Segundo as crenças sagradas do Culto, os amuletos são criados quando uma vítima usando o amuleto em volta do pescoço é sacrificada por um sacerdote. Geralmente esse sacrifício se dá por enforcamento através de um garrote, mas algumas seitas utilizam um pesado porrete para desferir um golpe certeiro na testa da vítima. O cadáver então é preparado ritualisticamente para consumo, com o Sacerdote responsável pelo ritual se alimentando do coração e oferecendo o restante do corpo aos demais membros numa ceia comunal. Simbolicamente a alma da vítima é marcada e conduzida para um limbo dimensional em que os Mastins Alados habitam. Lá essa alma infeliz é caçada, feita em pedaços, mutilada e devorada pelas grandes bestas através da eternidade. Esse sustento espiritual é oferecido ritualisticamente a cada ano. O amuleto então é removido e presenteado a um membro escolhido pelo sacerdote e que provou seu valor diante da congregação. Ele simboliza um reconhecimento a dedicação e lealdade de um cultista.

Uma vez que o amuleto foi usado para capturar um espírito, acredita-se que ele conserva uma parcela de sua energia vital, podendo ser drenada pela pessoa que o possui. Alguns acreditam que o detentor de um amuleto é capaz de se comunicar com a alma da vítima presa no limbo e que sofre tormentos inenarráveis. Esses amuletos permanecem geralmente escondidos, sendo usados apenas durante os rituais e reuniões do Culto. Membros fora da Seita não devem tocá-los ou mesmo saber de sua existência. Geralmente esses colares são recolhidos após a morte de seu dono e concedidos a outros membros, contudo não é impossível que eles possam ser sepultados junto com cultistas de grande status. 

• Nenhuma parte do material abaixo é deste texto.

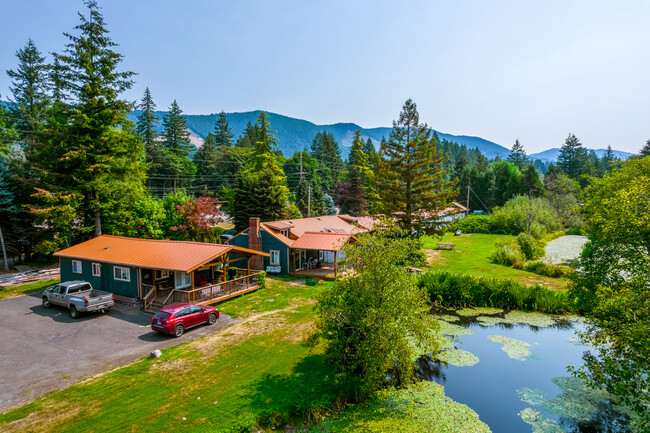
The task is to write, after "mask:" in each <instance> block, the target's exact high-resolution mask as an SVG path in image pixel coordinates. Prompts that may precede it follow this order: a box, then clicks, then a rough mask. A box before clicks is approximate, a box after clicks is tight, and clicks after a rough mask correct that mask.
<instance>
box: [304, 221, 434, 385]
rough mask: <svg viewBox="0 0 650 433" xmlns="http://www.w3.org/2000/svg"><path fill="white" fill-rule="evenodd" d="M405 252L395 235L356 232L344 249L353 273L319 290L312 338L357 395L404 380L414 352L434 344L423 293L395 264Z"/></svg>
mask: <svg viewBox="0 0 650 433" xmlns="http://www.w3.org/2000/svg"><path fill="white" fill-rule="evenodd" d="M408 252H409V248H408V245H407V244H406V243H405V242H403V241H402V240H400V239H394V238H388V237H386V236H384V235H383V234H378V233H375V234H367V235H364V236H361V237H360V242H359V243H358V244H355V245H353V246H350V247H347V248H346V250H345V255H346V263H349V264H350V265H353V266H354V268H355V271H354V273H352V274H351V275H349V276H347V277H345V278H342V279H340V280H337V281H336V283H335V284H334V287H332V289H331V290H328V291H326V292H323V294H322V295H321V297H320V299H319V301H318V305H317V307H316V310H317V312H318V319H317V322H316V324H317V328H318V333H317V334H315V335H314V336H312V342H314V341H316V340H317V339H318V338H322V339H324V340H325V341H326V349H325V357H326V358H327V359H328V360H329V361H330V362H331V363H332V365H333V366H334V368H335V369H336V370H337V371H338V372H339V373H341V374H342V375H343V376H344V377H345V378H346V379H347V382H348V383H349V384H352V385H351V386H354V387H355V388H356V389H357V391H358V393H359V394H360V395H362V396H367V395H370V393H371V392H372V391H374V390H376V389H379V388H382V387H384V386H386V385H399V384H404V383H410V382H411V381H412V380H413V371H414V364H413V363H414V361H415V359H416V358H417V357H418V355H420V354H423V353H430V352H433V353H435V352H437V351H438V350H439V348H440V337H439V336H438V335H437V334H436V332H435V330H436V329H438V324H437V322H436V321H435V320H434V319H433V318H432V316H431V315H430V314H429V305H428V303H427V301H426V294H425V293H424V291H422V290H421V289H419V288H417V287H416V285H415V277H414V276H412V275H410V274H409V273H408V272H406V269H405V268H403V267H401V266H397V265H396V263H399V262H404V261H405V259H406V256H407V255H408Z"/></svg>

Os amuletos são imbuídos de poderes ligados à feitiçaria do Povo Tcho-Tcho e são itens que conservam capacidades necromânticas latentes. Além de permitir que seu detentor fale com o espírito aprisionado em seu interior e se valha de energia mística contida nele, os colares são usados como foco em diferentes rituais ensinados aos cultistas a medida que eles avançam nas fileiras da seita. Há relatos de amuletos sendo utilizados para consagrar os doentios rituais antropófagos, para se comunicar psiquicamente com outros membros, para comungar com entidades não humanas e principalmente para invocar os Guardiões do Culto, os terríveis Mastins Alados.

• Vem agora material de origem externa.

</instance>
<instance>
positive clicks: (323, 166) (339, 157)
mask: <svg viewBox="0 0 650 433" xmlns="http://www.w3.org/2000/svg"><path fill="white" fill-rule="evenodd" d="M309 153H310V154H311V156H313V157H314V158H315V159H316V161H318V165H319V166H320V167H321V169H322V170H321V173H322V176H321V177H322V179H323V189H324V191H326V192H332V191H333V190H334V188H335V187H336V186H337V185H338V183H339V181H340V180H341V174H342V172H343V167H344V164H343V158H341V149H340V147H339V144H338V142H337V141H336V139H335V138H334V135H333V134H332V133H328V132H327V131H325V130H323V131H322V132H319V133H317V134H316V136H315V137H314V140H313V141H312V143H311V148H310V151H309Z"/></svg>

Para esse propósito, o cultista deve ter aprendido o ritual com algum sacerdote que o julgou apto dessa honraria. Para trazer um Mastim Alado ao mundo dos homens é necessário realizar um ritual em que o sangue do invocador é coletado em uma cabaça combinado a raízes e ingredientes e usado para pintar símbolos arcanos em seu corpo. A magia só funciona à noite, e tem maior chance de ser bem sucedida nas noites sem lua. 

Após cumprir os preparativos e pintar no chão um círculo de magia iluminado por nove velas, o realizador entoa um cântico lamuriento no idioma dos Tcho-Tcho que irá estreitar a barreira entre as dimensões e permitir que o Mastim Alado rasgue esse tecido e adentre nossa realidade. O ritual em geral demora nove horas para ser concluído. Se a invocação for conduzida corretamente, um Mastim Alado irá surgir no centro do círculo desenhado com sangue para ouvir o pedido de quem o conjurou. Em geral, esse pedido envolve a destruição de um inimigo, a obtenção de algum objeto de poder ou alguma outra missão em nome do Culto. 

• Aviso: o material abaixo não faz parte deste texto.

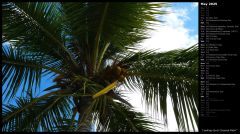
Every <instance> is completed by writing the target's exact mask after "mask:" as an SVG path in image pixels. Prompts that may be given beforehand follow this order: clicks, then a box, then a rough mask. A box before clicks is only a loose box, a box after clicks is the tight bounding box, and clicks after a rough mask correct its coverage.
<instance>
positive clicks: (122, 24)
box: [62, 2, 164, 70]
mask: <svg viewBox="0 0 240 134" xmlns="http://www.w3.org/2000/svg"><path fill="white" fill-rule="evenodd" d="M163 5H164V4H159V3H88V2H85V3H77V4H76V3H62V7H63V11H64V13H65V16H66V22H67V24H71V26H70V27H71V32H72V35H73V37H74V38H75V39H77V40H78V42H79V44H80V46H82V44H87V45H88V46H87V48H85V49H84V48H82V50H85V51H83V53H86V54H85V55H88V53H91V54H92V55H89V58H91V60H90V61H91V62H92V64H91V65H92V66H93V68H92V69H93V70H96V68H99V66H100V64H101V62H102V57H105V56H109V55H107V53H109V52H110V53H111V51H114V53H116V49H119V50H124V46H129V45H133V44H136V43H138V42H140V41H141V40H142V39H145V38H147V37H148V36H147V32H146V30H147V29H149V27H148V26H149V25H151V24H152V22H154V21H157V20H156V19H155V17H154V15H156V14H163V13H164V12H160V11H159V10H157V8H160V7H162V6H163ZM140 33H141V34H140ZM77 37H81V39H79V38H77ZM82 47H86V45H83V46H82ZM106 49H107V50H106ZM104 53H106V55H105V54H104ZM97 66H98V67H97Z"/></svg>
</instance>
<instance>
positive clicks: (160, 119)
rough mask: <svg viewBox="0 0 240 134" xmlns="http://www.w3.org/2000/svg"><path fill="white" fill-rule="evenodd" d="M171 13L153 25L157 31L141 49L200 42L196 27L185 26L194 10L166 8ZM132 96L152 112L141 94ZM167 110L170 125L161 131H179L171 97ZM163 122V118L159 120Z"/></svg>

O Mastim, se julgar o pedido aceitável, partirá então para concluir sua parte do acordo, e ao regressar, cobrará um sacrifício a ser entregue pelo invocador. Entre os Tcho-Tcho esse sacrifício podia ser de qualquer mortal, oferecido como tributo e levado para a Dimensão dos Mastins Alados. Dentre as seitas Mesoamericanas convencionou-se que os feiticeiros oferecessem uma criança para saciar a fome das feras.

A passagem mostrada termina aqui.